To shift or not to shift?

Dividing by 128 would be better as it can be replaced by a bitshift. You would need to adjust 270 and 50 by a factor 128/100..
Bitshifts are far faster than division (and also more predictable).

With AVR processors, that is worth testing before making such assertions.

Maybe so, but the complexity of the code required to perform the bitshift division will gobble up whatever is gained by the bitshift. The simplicity and transparency of the other suggestions provided in this thread is worth a couple of "lost" (or well spend?) clocks - if any are lost at all.

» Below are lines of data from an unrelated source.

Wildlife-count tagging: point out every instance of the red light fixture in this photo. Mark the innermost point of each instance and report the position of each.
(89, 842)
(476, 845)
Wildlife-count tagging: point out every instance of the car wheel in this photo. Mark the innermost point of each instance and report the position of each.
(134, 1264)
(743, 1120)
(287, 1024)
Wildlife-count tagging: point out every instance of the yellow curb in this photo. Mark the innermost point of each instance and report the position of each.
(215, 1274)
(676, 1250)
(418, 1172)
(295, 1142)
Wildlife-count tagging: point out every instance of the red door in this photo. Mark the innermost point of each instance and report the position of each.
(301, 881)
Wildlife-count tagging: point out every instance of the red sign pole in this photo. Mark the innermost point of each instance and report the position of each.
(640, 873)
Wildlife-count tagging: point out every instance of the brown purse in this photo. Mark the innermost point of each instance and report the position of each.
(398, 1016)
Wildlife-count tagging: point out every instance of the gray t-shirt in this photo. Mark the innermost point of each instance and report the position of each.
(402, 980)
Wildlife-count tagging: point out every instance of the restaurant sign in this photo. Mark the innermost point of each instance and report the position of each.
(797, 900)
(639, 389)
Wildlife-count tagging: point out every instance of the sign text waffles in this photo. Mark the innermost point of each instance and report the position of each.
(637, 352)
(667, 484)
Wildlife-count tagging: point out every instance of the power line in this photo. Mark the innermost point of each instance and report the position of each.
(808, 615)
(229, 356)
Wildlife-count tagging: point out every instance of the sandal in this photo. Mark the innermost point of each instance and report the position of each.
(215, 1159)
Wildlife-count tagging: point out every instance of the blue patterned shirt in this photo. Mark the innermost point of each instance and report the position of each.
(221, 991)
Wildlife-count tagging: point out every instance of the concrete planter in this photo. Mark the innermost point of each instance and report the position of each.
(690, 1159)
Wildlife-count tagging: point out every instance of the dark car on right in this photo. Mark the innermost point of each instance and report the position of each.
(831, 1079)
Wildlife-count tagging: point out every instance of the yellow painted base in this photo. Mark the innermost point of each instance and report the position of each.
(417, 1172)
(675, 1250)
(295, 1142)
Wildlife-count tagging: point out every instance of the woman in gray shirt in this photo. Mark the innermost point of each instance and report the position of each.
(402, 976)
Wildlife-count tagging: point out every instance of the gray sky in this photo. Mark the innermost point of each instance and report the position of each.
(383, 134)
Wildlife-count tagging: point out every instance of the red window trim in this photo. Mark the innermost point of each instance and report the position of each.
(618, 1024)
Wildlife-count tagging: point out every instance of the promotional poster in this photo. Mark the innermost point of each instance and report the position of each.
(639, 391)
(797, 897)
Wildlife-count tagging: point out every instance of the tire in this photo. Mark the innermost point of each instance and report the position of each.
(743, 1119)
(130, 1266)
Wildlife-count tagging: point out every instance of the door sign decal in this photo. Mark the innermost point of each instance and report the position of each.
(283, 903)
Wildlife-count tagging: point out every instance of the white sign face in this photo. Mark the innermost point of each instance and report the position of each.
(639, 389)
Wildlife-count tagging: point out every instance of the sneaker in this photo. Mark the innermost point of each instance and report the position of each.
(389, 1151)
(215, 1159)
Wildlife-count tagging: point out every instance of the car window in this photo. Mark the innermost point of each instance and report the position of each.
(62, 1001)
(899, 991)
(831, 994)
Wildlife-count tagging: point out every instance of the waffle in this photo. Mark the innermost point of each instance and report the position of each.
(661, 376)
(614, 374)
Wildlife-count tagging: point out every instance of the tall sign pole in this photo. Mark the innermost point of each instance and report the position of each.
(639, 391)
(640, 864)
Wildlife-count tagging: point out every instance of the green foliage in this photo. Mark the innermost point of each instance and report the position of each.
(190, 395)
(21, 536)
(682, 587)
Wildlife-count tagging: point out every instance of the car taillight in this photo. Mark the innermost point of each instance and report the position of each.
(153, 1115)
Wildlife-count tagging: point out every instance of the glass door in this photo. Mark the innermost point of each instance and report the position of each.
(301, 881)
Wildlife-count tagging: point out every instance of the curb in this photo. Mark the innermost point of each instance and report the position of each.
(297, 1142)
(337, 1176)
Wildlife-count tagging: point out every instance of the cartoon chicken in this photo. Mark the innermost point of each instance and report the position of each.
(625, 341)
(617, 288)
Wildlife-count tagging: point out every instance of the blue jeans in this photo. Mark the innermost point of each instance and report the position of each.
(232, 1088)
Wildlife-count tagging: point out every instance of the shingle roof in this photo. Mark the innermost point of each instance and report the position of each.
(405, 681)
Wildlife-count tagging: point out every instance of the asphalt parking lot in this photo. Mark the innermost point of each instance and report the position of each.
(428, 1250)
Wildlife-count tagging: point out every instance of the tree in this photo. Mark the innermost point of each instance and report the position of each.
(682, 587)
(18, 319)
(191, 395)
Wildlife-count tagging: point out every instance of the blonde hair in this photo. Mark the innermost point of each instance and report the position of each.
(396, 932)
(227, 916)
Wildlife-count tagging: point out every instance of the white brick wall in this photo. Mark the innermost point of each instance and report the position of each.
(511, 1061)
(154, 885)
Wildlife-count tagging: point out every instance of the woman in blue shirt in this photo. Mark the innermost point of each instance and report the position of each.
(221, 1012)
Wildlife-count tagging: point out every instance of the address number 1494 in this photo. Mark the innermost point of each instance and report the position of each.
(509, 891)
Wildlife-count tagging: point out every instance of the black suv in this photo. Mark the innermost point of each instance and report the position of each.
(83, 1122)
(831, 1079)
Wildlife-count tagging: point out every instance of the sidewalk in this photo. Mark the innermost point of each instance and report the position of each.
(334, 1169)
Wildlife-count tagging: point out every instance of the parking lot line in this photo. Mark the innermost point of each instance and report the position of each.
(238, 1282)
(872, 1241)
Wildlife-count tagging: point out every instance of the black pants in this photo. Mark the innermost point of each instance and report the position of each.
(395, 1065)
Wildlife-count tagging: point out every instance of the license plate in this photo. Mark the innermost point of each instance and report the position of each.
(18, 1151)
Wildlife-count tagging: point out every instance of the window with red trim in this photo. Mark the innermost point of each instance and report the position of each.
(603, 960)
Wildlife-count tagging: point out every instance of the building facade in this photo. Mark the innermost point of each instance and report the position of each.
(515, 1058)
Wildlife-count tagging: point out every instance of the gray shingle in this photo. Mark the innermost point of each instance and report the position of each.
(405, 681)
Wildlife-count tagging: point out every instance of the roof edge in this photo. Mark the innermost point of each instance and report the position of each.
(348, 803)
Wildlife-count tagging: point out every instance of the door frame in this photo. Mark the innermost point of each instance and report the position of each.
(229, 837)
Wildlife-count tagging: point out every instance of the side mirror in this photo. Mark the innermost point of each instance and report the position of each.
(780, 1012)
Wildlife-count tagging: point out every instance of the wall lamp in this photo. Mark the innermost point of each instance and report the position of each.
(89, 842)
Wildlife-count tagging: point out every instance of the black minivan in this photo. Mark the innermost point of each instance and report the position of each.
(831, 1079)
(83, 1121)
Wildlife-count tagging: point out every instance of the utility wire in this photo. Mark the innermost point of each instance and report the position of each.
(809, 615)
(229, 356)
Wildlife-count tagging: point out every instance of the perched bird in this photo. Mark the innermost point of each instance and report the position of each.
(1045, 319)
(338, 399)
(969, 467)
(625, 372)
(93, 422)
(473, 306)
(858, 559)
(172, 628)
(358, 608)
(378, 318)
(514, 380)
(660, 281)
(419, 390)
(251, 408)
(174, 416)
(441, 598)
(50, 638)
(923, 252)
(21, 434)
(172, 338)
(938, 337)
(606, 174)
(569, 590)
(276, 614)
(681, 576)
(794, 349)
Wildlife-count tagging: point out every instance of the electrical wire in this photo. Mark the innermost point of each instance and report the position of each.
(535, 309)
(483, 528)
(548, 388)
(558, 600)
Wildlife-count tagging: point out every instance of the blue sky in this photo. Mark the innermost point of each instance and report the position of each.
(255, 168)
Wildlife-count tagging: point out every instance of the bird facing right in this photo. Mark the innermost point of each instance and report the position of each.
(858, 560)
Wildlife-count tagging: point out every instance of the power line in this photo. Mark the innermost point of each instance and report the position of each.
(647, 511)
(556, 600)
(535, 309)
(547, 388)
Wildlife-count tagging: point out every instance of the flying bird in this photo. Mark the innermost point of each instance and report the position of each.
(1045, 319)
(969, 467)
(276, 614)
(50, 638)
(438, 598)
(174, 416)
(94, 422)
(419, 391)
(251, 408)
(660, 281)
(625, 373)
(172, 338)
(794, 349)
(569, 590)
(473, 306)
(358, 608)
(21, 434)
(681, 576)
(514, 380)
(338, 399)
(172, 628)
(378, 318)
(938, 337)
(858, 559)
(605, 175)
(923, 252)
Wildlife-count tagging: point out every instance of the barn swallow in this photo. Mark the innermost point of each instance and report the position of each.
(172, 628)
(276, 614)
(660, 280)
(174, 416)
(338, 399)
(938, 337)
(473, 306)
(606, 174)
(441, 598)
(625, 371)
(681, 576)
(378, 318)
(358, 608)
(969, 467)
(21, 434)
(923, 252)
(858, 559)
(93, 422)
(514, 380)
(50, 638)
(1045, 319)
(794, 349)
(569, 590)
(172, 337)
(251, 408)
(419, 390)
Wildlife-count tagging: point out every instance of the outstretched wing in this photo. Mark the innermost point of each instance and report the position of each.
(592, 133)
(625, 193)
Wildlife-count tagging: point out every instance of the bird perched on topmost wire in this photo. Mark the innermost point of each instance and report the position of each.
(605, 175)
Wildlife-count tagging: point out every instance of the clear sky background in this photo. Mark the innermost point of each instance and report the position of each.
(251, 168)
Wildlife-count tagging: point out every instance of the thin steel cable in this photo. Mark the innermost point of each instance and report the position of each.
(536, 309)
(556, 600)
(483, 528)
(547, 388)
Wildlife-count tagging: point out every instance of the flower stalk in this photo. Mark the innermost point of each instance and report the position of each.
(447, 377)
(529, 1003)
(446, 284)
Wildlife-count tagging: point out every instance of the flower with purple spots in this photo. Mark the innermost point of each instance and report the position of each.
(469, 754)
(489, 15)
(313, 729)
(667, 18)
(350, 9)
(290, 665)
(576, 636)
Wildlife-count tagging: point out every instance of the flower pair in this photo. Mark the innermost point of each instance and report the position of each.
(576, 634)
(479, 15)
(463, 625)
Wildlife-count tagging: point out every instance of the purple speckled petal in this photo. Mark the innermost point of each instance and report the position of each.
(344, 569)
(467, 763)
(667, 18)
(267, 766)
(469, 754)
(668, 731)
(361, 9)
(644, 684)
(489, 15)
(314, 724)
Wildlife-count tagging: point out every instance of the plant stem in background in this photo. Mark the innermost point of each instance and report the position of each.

Responding on an Arduino forum to a question about a modest AVR processor with...

mov edx, -1840700269
mov eax, edi
imul    edx
lea eax, [rdx+rdi]
sar eax, 2
sar edi, 31
sub eax, edi

...Intel assembly is ... well ... many things. Let's just go with "a fallacy".

On the one hand you tell us to trust the compiler.

Then tell us not to trust the compiler.

At this point your posts are "noise". I'm splitting the thread and moving the remnants to Bar Sport.

A petty excuse.

The thread stays here until there is more than "I so say" as evidence.

I deleted all my posts on this as you seem not to be able to take my inputs seriously.

The correct choice is to ask a moderator to remove the thread. Someone other than me will decide what to do.

I am taking you seriously. i hope you take the time to run the test. Everyone using an AVR processor will benefit.

What you fail to realize is that AVR processors do not have efficient barrel shifters. Subtracting two numbers has the same cost has a single bit shift. It is possible that dividing by a constant like 100 is about the same cost as shifting by 7 bits.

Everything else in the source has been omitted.